PREVENCIÓN Y CONTROL DE LAS ENFERMEDADES PERIODONTALES
Los métodos preventivos más ampliamente aceptados son los que combinan las medidas de higiene oral personal y profesional:
– control de placa supragingival por parte del individuo (cepillado dental) y del profesional (tartrectomia)

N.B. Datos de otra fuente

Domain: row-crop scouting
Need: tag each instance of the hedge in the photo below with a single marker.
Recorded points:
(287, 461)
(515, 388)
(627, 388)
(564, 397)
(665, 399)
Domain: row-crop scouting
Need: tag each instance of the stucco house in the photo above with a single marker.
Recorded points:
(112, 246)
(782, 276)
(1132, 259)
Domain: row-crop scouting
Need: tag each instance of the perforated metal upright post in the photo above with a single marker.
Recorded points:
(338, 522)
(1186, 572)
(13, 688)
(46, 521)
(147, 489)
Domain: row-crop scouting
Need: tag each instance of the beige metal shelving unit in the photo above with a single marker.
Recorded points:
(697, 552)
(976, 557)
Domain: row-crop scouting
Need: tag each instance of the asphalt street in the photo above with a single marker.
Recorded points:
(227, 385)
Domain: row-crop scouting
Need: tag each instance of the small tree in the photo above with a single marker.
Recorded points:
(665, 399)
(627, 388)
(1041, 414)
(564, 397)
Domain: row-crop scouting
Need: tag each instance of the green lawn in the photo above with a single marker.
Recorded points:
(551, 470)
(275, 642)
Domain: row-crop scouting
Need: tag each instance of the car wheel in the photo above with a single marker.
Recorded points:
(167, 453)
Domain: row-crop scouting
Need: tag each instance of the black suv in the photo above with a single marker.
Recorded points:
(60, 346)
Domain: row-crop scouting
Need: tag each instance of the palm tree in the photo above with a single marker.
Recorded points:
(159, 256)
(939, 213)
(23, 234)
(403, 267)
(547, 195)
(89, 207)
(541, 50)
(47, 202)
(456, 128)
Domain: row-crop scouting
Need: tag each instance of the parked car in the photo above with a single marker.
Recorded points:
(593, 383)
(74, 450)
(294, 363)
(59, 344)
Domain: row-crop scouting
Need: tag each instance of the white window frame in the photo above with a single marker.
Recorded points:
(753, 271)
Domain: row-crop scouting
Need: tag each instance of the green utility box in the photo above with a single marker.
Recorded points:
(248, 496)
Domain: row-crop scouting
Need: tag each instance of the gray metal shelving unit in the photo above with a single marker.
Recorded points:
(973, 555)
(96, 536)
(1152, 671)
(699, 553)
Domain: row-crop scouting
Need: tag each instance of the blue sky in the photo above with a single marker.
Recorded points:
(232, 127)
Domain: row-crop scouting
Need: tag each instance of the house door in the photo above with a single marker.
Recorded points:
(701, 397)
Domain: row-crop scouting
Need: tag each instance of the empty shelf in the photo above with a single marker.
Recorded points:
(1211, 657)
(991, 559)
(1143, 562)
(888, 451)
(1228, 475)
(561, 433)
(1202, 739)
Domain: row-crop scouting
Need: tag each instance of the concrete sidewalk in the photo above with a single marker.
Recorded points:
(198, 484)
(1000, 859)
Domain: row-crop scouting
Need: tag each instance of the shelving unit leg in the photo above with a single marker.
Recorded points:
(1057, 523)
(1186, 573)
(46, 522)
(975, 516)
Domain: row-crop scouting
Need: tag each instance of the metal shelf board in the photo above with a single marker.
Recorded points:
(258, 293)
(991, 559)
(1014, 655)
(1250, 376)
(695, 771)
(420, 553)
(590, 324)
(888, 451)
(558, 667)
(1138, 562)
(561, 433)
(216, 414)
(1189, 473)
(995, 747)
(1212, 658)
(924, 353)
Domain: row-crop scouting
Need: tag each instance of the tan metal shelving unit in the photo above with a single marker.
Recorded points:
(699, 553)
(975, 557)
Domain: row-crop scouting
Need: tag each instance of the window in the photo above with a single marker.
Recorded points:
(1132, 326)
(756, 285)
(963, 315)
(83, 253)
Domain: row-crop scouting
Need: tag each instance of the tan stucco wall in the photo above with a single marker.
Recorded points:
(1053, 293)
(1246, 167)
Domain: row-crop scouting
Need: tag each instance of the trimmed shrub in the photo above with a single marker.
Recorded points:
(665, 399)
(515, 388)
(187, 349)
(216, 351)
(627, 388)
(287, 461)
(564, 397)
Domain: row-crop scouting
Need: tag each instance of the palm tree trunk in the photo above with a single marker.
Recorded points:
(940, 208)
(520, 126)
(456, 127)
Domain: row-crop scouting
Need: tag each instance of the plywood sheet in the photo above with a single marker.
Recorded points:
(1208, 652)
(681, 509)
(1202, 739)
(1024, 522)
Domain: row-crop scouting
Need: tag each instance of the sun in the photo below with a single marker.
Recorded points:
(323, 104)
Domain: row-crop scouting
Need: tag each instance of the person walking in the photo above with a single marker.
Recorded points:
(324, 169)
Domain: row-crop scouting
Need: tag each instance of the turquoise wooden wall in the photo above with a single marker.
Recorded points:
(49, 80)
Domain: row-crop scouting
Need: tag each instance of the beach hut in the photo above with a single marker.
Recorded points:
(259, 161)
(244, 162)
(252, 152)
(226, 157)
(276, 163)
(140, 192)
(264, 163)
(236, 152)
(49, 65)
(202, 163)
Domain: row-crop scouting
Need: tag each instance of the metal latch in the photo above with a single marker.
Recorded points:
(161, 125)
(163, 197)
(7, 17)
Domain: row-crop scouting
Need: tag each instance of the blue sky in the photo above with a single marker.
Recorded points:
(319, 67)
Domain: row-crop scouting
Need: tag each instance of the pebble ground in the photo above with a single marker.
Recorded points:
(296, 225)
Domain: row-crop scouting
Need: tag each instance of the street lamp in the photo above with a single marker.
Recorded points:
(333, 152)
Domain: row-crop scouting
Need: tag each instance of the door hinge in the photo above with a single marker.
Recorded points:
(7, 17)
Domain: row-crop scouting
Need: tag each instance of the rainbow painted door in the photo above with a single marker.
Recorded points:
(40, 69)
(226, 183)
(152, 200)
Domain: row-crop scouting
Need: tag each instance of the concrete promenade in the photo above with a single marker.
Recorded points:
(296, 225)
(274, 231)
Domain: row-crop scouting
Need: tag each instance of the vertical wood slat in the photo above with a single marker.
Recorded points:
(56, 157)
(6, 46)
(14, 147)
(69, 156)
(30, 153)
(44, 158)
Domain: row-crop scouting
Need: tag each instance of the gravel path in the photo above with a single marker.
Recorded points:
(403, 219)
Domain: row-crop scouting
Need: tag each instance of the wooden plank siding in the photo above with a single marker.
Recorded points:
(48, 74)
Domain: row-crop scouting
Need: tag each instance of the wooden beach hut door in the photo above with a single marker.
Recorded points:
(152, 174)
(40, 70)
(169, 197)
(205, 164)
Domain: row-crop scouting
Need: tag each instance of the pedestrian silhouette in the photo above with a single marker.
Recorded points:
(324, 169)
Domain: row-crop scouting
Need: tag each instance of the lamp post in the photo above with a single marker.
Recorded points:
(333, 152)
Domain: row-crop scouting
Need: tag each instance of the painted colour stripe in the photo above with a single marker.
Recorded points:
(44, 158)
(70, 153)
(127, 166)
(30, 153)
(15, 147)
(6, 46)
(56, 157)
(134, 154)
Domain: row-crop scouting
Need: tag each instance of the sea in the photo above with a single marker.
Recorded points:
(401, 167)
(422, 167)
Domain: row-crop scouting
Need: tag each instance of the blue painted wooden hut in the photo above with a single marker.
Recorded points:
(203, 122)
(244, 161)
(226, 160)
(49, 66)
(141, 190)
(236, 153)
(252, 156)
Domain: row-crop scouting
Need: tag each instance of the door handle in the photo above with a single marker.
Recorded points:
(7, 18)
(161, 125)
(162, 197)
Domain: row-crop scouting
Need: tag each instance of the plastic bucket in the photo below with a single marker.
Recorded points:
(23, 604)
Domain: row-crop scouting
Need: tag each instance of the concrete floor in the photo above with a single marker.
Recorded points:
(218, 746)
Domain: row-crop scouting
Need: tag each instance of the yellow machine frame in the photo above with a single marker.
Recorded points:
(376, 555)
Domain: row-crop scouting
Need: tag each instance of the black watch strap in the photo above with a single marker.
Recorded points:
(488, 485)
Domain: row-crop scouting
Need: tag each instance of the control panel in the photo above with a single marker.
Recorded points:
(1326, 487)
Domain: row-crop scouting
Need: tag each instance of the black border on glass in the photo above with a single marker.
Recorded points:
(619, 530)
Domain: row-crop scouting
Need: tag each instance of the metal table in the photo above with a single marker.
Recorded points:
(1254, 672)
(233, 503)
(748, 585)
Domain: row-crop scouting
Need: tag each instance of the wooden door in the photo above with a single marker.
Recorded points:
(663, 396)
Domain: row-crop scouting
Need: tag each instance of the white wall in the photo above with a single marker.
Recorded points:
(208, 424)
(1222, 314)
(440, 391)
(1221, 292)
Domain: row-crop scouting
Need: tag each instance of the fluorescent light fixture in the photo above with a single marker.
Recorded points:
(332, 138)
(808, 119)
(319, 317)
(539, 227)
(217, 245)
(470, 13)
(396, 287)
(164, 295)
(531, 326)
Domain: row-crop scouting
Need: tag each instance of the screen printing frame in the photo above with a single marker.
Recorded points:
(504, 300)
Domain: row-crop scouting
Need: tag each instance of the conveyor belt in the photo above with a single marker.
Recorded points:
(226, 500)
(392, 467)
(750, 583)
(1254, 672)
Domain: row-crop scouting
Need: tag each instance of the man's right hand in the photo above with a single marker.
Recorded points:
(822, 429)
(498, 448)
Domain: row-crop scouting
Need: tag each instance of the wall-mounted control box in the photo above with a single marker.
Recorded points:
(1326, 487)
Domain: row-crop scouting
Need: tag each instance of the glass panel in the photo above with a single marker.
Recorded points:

– eliminación de la placa subgingival y el cálculo a través de la profilaxis profesional periódica (raspado y alisado radicular-RAR).
CONTROL DE LA PLACA BACTERIANA PERIODONTOPATÓGENA
Las enfermedades periodontales aparecen como la respuesta biológica del huésped frente a la presencia de bacterias en el surco gingival.
Sin bacterias las enfermedades periodontales no existirían por lo que el control de las bacterias supone el control de la enfermedad.
Control mecánico:
– Por el paciente: Higiene bucodental adecuada.
– Por el profesional: Tartrectomía y Raspajes.
Control químico:
– Antibióticos para el control de la placa subgingival.Tratamiento de la enfermedad.
– Otros quimioterápicos para el control de la placa supragingival: CHX.Triclosán.